April 8 saw the launch of Capital’s COVID-19 vaccine clinic. Two tables were set up in the Kerns Chapel where students could receive the Johnson & Johnson single-dose. The process took less than five minutes. No wait line at all.
Vaccines were kept in a mini fridge on a table off to the side of the room. Every so often, one of the clinic workers would check and see if the two nurses needed a refill of shots at their station.
After receiving a shot, students were asked to wait 15 minutes in case there were any side effects. During my self-monitoring session, a young woman had a reaction after receiving the dose. She described to the staff members that her body had become very hot.
She was given a bottle of water, and nurses escorted her out of the room so that she could have some privacy as they sat with her. Five minutes later, she returned and was free to leave the clinic.
Overall, the clinic appeared to be well operated and prepared.
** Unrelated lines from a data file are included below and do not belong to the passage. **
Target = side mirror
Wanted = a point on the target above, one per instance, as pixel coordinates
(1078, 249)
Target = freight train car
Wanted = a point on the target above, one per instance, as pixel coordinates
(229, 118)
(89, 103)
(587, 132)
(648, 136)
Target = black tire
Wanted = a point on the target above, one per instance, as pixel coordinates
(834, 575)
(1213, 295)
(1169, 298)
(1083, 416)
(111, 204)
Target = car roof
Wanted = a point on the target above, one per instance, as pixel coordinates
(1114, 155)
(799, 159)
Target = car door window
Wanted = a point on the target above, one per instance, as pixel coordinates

Unfortunately, the Capital community was only able to get a glimpse of the full potential that this clinic could’ve had. On April 13, the FDA and CDC released a joint statement recommending that healthcare stop administering the Johnson & Johnson vaccine.
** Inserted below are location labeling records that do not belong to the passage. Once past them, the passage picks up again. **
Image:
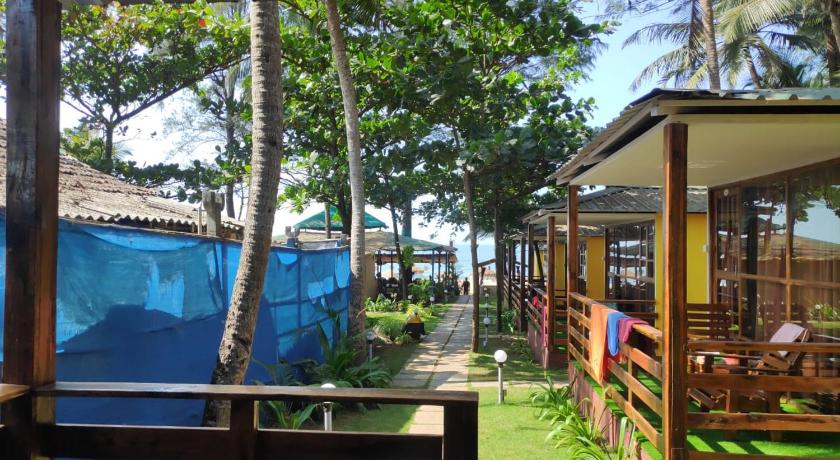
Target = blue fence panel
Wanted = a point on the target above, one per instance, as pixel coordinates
(144, 306)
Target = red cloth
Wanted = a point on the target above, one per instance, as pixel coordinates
(598, 351)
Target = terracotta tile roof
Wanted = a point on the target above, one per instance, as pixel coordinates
(88, 194)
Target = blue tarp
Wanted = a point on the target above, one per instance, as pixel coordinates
(143, 306)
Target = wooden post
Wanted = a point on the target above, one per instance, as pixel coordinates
(32, 113)
(674, 390)
(243, 429)
(460, 432)
(530, 254)
(550, 282)
(572, 257)
(523, 296)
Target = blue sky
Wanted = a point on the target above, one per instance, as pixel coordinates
(608, 83)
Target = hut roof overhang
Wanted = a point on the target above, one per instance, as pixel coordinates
(733, 135)
(616, 205)
(90, 195)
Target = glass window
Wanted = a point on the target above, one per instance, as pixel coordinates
(764, 229)
(816, 225)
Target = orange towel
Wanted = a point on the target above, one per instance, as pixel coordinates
(598, 340)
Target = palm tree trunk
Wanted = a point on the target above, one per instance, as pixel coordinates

Across the U.S., six cases involving a rare and severe blood clot disorder were reported among women ranging from the ages of 18 to 48. At the time of writing, the investigation has neither confirmed or denied a correlation between the vaccine and this disorder.
Based on findings so far, this disorder developed between 6 to 18 days after the six women received their doses. This provides an important clue in understanding what’s happened. According to Dr. Anthony Fauci, women who received the shot over two weeks ago should have nothing to worry about.
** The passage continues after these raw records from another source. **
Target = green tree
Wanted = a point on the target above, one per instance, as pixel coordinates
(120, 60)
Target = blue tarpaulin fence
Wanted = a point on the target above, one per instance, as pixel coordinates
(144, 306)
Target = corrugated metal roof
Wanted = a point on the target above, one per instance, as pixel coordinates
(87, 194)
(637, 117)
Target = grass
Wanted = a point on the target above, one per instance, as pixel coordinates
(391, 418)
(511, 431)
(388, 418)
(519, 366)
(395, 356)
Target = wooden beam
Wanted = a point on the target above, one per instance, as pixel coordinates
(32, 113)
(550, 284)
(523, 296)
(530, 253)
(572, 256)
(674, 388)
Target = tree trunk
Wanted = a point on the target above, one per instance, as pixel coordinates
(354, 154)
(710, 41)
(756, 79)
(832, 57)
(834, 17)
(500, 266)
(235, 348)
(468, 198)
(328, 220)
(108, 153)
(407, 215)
Capital students shared their thoughts on the situation.
“I think there’s a risk associated with any new vaccine, and especially with COVID,” Megan Shoemaker, second-year, said. “There’s going to be some problems, there’s going to be some side effects, but pulling it… I mean, yeah it’s good for safety, but the numbers don’t show that it’s really such a huge issue.”
Some want to know why Johnson & Johnson was chosen as the vaccine to administer to college students anyway. Out of the other vaccines, Johnson & Johnson was the most recently taken out of development.
“I don’t know, I appreciate the precautions and stuff like that, but I also want to know why they picked the Johnson & Johnson one,” Dree Costanzo, second-year, said.